Parlons-en, tout simplement. Contact : martin@lacour-avocat.fr


🎤 FAQ

  1. C’est quoi l’obsolescence programmée ?
    C’est une pratique qui consiste à réduire volontairement la durée de vie d’un produit pour inciter au remplacement.
  2. Est-ce que l’obsolescence programmée est illégale en France ?
    Oui, c’est un délit pénal depuis 2015, renforcé en 2021.
  3. Quelles sont les sanctions pour obsolescence programmée ?
    Jusqu’à 2 ans de prison et 300 000 € d’amende, voire 5 % du chiffre d’affaires.
  4. Qui peut être poursuivi ?
    Le fabricant, l’importateur ou le distributeur responsable de la mise sur le marché.
  5. Une mise à jour logicielle peut-elle être illégale ?
    Oui, si elle ralentit ou bloque un appareil sans justification technique.
  6. Comment prouver l’intention délibérée ?
    Par des documents internes, des choix techniques injustifiés ou des effets concrets sur la durée de vie.
  7. Est-ce que les batteries non remplaçables sont concernées ?
    Oui, si elles empêchent la réparation ou le reconditionnement.
  8. Peut-on interdire l’installation de logiciels tiers ?
    Non, sauf motif de sécurité ou santé publique.
  9. Quelles sont les obligations sur les pièces détachées ?
    Disponibilité pendant au moins 5 ans pour certaines catégories, fourniture sous 15 jours.
  10. Un fabricant peut-il refuser de vendre des pièces ?
    Non, sauf exceptions strictes.
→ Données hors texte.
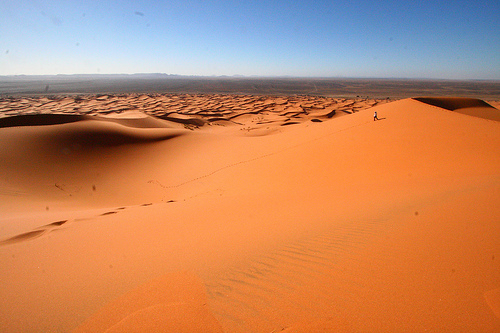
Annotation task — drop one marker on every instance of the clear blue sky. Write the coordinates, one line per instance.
(360, 38)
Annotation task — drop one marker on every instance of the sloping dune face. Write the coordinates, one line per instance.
(470, 106)
(344, 225)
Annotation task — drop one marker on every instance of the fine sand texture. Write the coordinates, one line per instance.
(241, 213)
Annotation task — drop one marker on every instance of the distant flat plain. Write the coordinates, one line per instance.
(26, 85)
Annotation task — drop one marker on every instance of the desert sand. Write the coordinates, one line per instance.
(240, 213)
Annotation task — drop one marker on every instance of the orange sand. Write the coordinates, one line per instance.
(249, 214)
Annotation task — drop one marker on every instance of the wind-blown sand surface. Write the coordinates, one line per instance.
(198, 213)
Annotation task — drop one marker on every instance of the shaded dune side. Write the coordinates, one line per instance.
(90, 131)
(40, 120)
(469, 106)
(175, 302)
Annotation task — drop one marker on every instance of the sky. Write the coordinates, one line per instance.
(301, 38)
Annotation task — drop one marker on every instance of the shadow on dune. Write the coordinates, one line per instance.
(40, 120)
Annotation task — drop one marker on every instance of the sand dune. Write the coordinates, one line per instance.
(144, 220)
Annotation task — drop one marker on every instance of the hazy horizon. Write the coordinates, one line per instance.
(451, 40)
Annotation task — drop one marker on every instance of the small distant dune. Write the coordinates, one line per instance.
(470, 106)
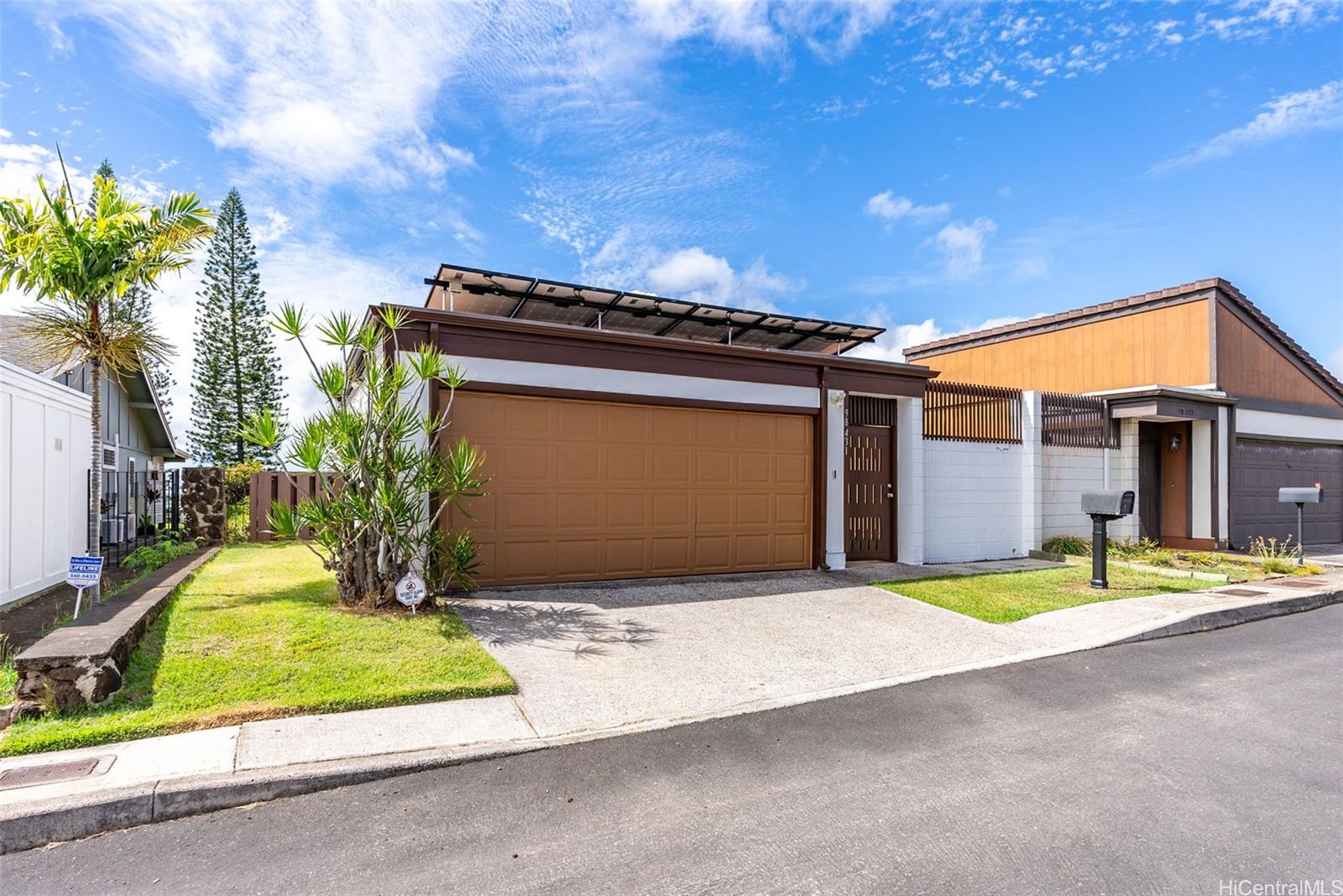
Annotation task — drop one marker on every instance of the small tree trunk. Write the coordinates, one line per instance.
(96, 472)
C’est interdit par le Code de la consommation.
  11. Qu’est-ce que l’indice de réparabilité ?
    Un score affiché pour informer sur la facilité de réparation d’un produit.
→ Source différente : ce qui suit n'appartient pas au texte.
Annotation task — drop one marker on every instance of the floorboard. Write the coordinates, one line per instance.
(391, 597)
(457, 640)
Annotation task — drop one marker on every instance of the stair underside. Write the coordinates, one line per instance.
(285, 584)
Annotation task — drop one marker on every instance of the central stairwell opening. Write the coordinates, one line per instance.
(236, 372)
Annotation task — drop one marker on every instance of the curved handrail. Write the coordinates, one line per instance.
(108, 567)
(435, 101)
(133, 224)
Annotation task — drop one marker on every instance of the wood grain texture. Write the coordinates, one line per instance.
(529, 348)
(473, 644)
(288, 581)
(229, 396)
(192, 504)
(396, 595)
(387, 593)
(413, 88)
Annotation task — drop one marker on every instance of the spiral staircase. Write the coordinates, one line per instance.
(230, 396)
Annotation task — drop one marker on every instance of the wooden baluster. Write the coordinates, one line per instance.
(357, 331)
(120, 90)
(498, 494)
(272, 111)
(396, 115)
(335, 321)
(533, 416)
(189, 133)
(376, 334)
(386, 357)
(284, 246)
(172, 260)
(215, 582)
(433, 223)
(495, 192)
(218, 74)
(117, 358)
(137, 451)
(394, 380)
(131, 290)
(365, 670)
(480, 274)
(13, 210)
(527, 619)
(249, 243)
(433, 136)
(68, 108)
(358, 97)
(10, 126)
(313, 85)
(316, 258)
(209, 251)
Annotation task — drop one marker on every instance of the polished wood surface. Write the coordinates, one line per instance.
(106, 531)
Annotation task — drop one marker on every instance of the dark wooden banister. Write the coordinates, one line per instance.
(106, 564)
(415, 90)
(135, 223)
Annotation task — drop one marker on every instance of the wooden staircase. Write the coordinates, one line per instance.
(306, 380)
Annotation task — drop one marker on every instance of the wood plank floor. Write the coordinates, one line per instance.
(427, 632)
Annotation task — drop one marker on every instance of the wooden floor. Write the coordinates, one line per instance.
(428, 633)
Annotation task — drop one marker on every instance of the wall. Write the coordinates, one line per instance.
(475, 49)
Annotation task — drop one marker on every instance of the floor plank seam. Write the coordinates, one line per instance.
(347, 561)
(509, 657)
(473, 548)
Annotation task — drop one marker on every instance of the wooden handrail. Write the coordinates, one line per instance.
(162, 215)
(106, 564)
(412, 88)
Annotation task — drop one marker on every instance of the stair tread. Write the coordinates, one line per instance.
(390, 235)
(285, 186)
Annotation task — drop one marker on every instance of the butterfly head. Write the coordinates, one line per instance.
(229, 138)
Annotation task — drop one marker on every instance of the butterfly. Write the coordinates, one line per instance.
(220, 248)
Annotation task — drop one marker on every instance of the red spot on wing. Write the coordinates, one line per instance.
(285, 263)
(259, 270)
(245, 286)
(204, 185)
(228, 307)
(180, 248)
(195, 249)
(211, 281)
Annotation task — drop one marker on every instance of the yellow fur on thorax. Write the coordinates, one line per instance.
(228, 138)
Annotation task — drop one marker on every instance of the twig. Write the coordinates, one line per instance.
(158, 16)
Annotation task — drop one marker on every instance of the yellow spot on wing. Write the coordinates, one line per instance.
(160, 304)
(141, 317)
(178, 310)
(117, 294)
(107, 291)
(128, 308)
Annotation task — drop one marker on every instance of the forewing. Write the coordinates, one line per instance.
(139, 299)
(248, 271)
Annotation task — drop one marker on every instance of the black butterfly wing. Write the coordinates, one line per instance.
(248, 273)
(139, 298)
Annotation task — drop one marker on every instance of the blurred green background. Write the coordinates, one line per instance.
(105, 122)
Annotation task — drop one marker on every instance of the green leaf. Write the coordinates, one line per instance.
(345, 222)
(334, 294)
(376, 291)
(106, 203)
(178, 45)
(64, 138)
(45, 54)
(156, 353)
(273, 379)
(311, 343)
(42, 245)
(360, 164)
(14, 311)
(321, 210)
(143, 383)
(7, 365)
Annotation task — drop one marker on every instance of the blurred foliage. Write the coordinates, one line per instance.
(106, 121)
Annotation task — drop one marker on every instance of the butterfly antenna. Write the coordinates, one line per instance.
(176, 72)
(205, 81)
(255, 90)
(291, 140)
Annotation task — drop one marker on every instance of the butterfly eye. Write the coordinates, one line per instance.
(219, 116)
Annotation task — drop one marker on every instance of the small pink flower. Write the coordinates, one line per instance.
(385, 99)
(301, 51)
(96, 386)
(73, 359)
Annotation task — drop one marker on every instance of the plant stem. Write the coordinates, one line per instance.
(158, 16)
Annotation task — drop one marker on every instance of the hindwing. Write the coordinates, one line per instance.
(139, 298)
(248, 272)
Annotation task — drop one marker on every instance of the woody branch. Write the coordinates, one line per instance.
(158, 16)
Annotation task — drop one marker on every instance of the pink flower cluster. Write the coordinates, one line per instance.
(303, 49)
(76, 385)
  12. Est-ce que le greenwashing est puni ?
    Oui, depuis la directive européenne 2024/825.
  13. Une publicité mensongère sur la durabilité est-elle sanctionnée ?
    Oui, elle peut être qualifiée de tromperie.
  14. Comment sécuriser ses contrats ?
    En intégrant des clauses de conformité et de responsabilité partagée.
  15. Est-ce que les startups sont concernées ?
    Oui, dès qu’elles mettent un produit sur le marché.
  16. Peut-on être poursuivi pour un produit importé ?
    Oui, si vous êtes responsable de sa mise sur le marché en France.
  17. Comment anticiper un contentieux ?
    En documentant les choix techniques et en mettant en place des procédures internes.
  18. Est-ce que les réparateurs indépendants ont des droits ?
    Oui, ils doivent avoir accès aux pièces et aux informations techniques.
  19. Peut-on vendre un produit sans pièces détachées ?
    Non, sauf si cela est clairement indiqué et justifié.
  20. Quelles sont les obligations d’information ?
    Informer sur la réparabilité, la durabilité et la disponibilité des pièces.
  21. Est-ce que les mises à jour doivent être compatibles ?
    Oui, pendant une durée raisonnable, généralement 2 ans minimum.
  22. Peut-on refuser une mise à jour ?
    Oui, mais cela peut affecter la conformité du produit.
  23. Comment prouver qu’un produit est conçu pour durer ?
    Par des tests, des certifications et une documentation technique.
  24. Est-ce que les sanctions sont automatiques ?
    Non, elles nécessitent une procédure judiciaire ou administrative.
  25. Peut-on être sanctionné sans plainte ?
    Oui, via une enquête ou une action de groupe.
  26. Qu’est-ce qu’une action de groupe ?
    Une procédure collective menée par une association de consommateurs.
  27. Est-ce que les produits reconditionnés sont concernés ?
    Oui, s’ils sont mis sur le marché avec des limitations non justifiées.
  28. Comment éviter le risque juridique ?
    En intégrant la conformité dès la conception et dans les contrats.
  29. Est-ce que les sanctions sont cumulables ?
    Oui, pénales, administratives et civiles.
  30. Peut-on négocier en cas de litige ?
    Oui, une stratégie de négociation préventive est fortement recommandée.